De olho em questões como essa, há quem acredite que, por mais que carros elétricos tendam a dominar o futuro, a diversificação é uma boa pedida. A Toyota é uma das que pensa assim, e não economiza engenhosidade em busca de soluções alternativas.
Uma das mais empolgantes empreitadas da japonesa é o uso do hidrogênio, que vem sendo feito de duas maneiras principalmente. Uma delas é menos “futurista”, consistindo em adaptar motores convencionais à queima do gás H2; uma forma de manter vivo o aspecto afetivo de carros do nosso tempo, candidatos ao posto de “disco de vinil” (souvenires caros e que têm seu charme no passado) da indústria automotiva daqui a algum tempo.
O outro, muito mais complexo, está concentrado no Toyota Mirai: o primeiro carro de série do mundo movido a uma célula de hidrogênio. O sedã fabricado no Japão não apenas está no Brasil, como foi dirigido por QUATRO RODAS, que também entendeu melhor o motivo de sua vinda ao país.
Bom demais para ser verdade?
A unidade trazida ao Brasil vem sendo abastecida de maneira improvisada pela Toyota e uma fornecedora parceira, uma vez que a mera instalação de um posto de H2 custaria à marca cerca de R$ 600.000. Isso ocorre devido à imensa pressão na qual o gás é armazenado em três cilindros instalados no chassi— protegidos por tecnologia análoga à de foguetes espaciais a fim de garantir plena segurança em caso de batidas.

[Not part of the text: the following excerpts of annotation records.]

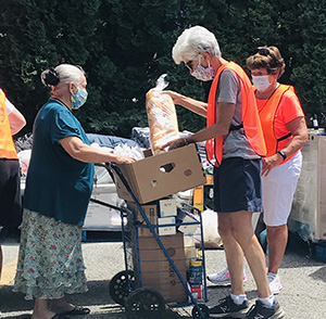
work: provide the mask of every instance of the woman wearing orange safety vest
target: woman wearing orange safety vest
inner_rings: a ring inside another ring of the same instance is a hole
[[[0,229],[21,222],[20,162],[12,136],[26,125],[24,116],[10,103],[0,89]],[[0,279],[2,250],[0,245]]]
[[[208,126],[163,145],[175,149],[206,141],[208,160],[214,165],[214,209],[233,281],[230,295],[209,309],[209,317],[284,318],[269,290],[265,256],[252,227],[253,213],[262,212],[261,156],[266,148],[251,81],[239,65],[222,58],[215,36],[201,26],[186,29],[172,55],[197,79],[213,79],[208,103],[165,91],[176,104],[206,117]],[[243,255],[259,295],[250,311],[243,288]]]
[[[281,289],[277,276],[288,240],[287,220],[301,171],[300,149],[308,141],[308,128],[300,101],[291,86],[278,78],[285,62],[276,47],[258,48],[249,56],[260,118],[267,146],[262,184],[264,222],[267,229],[268,281],[272,291]]]
[[[288,240],[287,220],[301,171],[300,149],[308,129],[300,101],[291,86],[280,85],[285,62],[276,47],[261,47],[247,59],[251,71],[267,154],[263,158],[264,222],[268,245],[268,283],[274,294],[281,290],[278,268]],[[228,270],[209,275],[217,284],[229,282]]]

Como o hidrogênio é o elemento com menor massa molar do Universo, ele também é extremamente leve: cerca de 5,6 kg de gás são suficientes para mais de 643 km de alcance sem “pé leve” a bordo do Mirai.
O H2 que sai dos cilindros passa pela protagonista da tecnologia, a célula de combustível a hidrogênio, que utiliza o elemento para gerar corrente elétrica. A grade frontal serve para coletar o oxigênio que se junta aos átomos de hidrogênio e formam água: único produto que sai do escapamento do carro.

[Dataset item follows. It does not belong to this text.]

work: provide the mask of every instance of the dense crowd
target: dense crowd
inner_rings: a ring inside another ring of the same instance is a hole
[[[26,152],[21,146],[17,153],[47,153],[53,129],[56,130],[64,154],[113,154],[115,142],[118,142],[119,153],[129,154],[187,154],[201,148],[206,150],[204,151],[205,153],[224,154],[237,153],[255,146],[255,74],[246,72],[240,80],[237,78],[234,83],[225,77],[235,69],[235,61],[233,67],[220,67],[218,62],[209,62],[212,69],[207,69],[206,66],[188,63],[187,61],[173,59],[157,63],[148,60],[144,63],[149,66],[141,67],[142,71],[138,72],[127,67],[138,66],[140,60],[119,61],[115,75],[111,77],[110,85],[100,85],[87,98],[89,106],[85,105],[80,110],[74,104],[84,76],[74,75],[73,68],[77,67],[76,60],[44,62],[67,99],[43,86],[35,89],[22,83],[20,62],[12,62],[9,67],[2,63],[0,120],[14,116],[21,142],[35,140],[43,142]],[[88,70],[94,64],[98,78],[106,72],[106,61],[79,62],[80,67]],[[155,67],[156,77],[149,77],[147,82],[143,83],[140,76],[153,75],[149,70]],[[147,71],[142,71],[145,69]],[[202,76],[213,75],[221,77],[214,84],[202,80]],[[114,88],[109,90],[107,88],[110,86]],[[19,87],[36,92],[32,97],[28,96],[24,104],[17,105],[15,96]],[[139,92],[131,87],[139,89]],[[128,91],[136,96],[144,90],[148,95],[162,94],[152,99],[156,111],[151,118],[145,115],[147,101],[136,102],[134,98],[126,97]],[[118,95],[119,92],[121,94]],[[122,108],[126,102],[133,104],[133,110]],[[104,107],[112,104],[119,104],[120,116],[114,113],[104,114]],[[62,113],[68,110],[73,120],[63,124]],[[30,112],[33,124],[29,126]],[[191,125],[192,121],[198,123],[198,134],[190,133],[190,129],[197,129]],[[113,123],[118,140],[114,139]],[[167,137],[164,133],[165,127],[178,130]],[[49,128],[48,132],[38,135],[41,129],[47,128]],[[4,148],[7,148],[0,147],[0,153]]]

A corrente gerada alimenta um motor elétrico traseiro, de 182 cv e 30,6 kgfm. Ou seja, o Mirai é um carro elétrico (do tipo FCEV) com torque instantâneo, rodar silencioso e tudo mais de positivo que a mecânica elétrica oferece. Também há frenagem regenerativa, que alimenta uma bateria minúscula de 1,2 kWh que serve como um “tampão” para eventuais variações na corrente gerada pela célula.

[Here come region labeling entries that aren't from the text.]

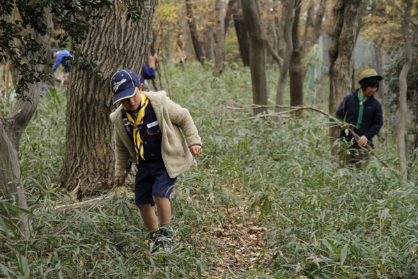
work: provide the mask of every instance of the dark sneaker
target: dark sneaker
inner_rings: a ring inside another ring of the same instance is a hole
[[[158,232],[159,231],[155,230],[154,232],[150,232],[150,234],[145,241],[148,246],[148,250],[150,252],[153,253],[158,250],[158,248],[160,245],[158,243]]]
[[[160,227],[158,231],[158,242],[160,246],[162,248],[169,247],[173,241],[173,229],[169,225],[164,225]]]

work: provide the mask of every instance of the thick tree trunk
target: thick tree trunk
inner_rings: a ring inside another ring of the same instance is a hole
[[[293,51],[293,43],[292,40],[292,30],[293,28],[293,20],[295,20],[295,0],[289,0],[287,3],[284,28],[284,39],[286,40],[286,52],[284,53],[284,61],[281,67],[280,67],[280,75],[279,82],[277,82],[277,92],[276,94],[276,104],[279,105],[284,105],[284,91],[286,89],[286,82],[287,80],[291,57]],[[283,15],[282,15],[283,17]],[[276,108],[276,112],[281,110]]]
[[[351,93],[354,49],[362,23],[362,0],[337,0],[330,43],[329,112],[335,114],[344,96]],[[330,128],[331,140],[338,138],[339,128]]]
[[[197,36],[197,27],[194,17],[193,17],[193,3],[192,0],[186,0],[186,9],[187,9],[187,24],[189,24],[189,29],[190,29],[190,36],[192,37],[192,44],[194,49],[194,53],[197,61],[203,63],[205,61],[205,54],[201,46],[200,41],[199,40],[199,36]]]
[[[98,61],[104,80],[87,70],[71,68],[67,93],[65,153],[59,179],[61,187],[73,190],[79,183],[84,193],[108,188],[114,181],[113,125],[109,115],[114,109],[110,79],[119,69],[142,72],[155,1],[142,10],[145,20],[132,23],[125,19],[123,0],[98,11],[103,18],[100,28],[91,30],[81,46],[84,57]],[[117,30],[117,32],[115,32]],[[110,140],[109,140],[110,139]]]
[[[235,1],[235,6],[232,10],[233,16],[233,23],[238,38],[238,44],[240,45],[240,56],[242,64],[245,67],[249,66],[249,39],[247,34],[247,28],[244,23],[244,17],[241,13],[241,3],[240,0]]]
[[[265,77],[265,48],[267,42],[263,33],[261,21],[256,0],[242,0],[242,15],[249,37],[249,68],[253,91],[253,103],[267,105],[267,79]],[[265,111],[265,108],[254,109],[254,114]]]
[[[412,42],[417,38],[418,27],[415,28],[415,31],[412,38],[409,33],[409,23],[411,20],[411,10],[412,8],[412,0],[408,0],[406,2],[406,9],[403,15],[403,22],[402,30],[403,38],[405,39],[405,63],[402,67],[401,75],[399,75],[399,109],[398,116],[398,135],[396,136],[398,157],[401,163],[401,172],[403,175],[403,179],[407,178],[406,172],[406,152],[405,150],[405,128],[406,125],[407,106],[406,106],[406,91],[408,89],[406,83],[406,77],[411,68],[412,56]]]
[[[219,74],[222,71],[224,62],[225,61],[225,21],[224,20],[224,1],[222,0],[216,0],[215,6],[215,13],[216,14],[216,25],[215,29],[215,74]]]
[[[46,22],[52,18],[49,11],[45,11]],[[49,41],[49,36],[40,36],[31,31],[31,36],[38,43],[47,46]],[[38,54],[35,53],[34,55]],[[40,72],[42,65],[34,67],[34,70]],[[16,102],[15,107],[7,117],[0,116],[0,197],[4,198],[14,195],[17,204],[27,209],[24,189],[20,177],[19,165],[19,142],[31,118],[36,111],[36,107],[40,99],[40,82],[29,84],[28,94],[31,102],[22,99]],[[27,215],[23,215],[16,223],[21,234],[29,236],[32,229]]]
[[[302,67],[302,47],[300,45],[299,28],[300,9],[302,1],[297,1],[295,10],[295,20],[292,29],[292,42],[293,51],[291,56],[289,65],[289,78],[291,81],[291,105],[303,105],[303,78],[304,73]]]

A maior diferença em relação a um elétrico convencional (os BEV) está no fio d’água que escorre periodicamente do assoalho.
Não é à toa que o carro a hidrogênio (em seus diferentes tipos) atrai tanta paixão. Um BEV com alcance de 550 km, o Tesla Model S Plaid, tem 85 kWh de bateria, totalizando 540 kg só de células. Piorando tudo, a conta não é linear: dado o peso extra, um veículo com 640 km de alcance, por exemplo, tem em média 3 toneladas de peso total.
Além do desgaste mecânico gerado, muitas vezes o consumo energético devido ao peso extra simplesmente anula os ganhos de autonomia, ao mesmo tempo que aumenta consideravelmente o preço do carro e o tempo de carregamento. O último item, inclusive, é outro ponto forte do Toyota, que, em postos adequados, é abastecido tão rápido quanto um carro a gasolina. Disponível em países da Europa, Japão e na Califórnia (EUA), o Mirai é sempre lançado junto a uma rede mínima de postos de hidrogênio.
Nos EUA, por exemplo, há subsídios que permitem ao modelo básico custar cerca de US$ 43.000, e os compradores ainda levaM US$ 15.000 de crédito para abastecer — como o quilo do hidrogênio custa cerca de US$ 13, isso é suficiente para encher os cilindros cerca de 230 vezes.
Sempre tem um “mas”
No caso dos BEVs, a maioria dos problemas não está na geração de eletricidade em si (algo dominado pelos humanos há séculos), mas principalmente no veículo em si. Nos FCEVs é ao contrário e, mesmo sendo o elemento mais abundante do Universo, dominar o hidrogênio ainda é um percalço.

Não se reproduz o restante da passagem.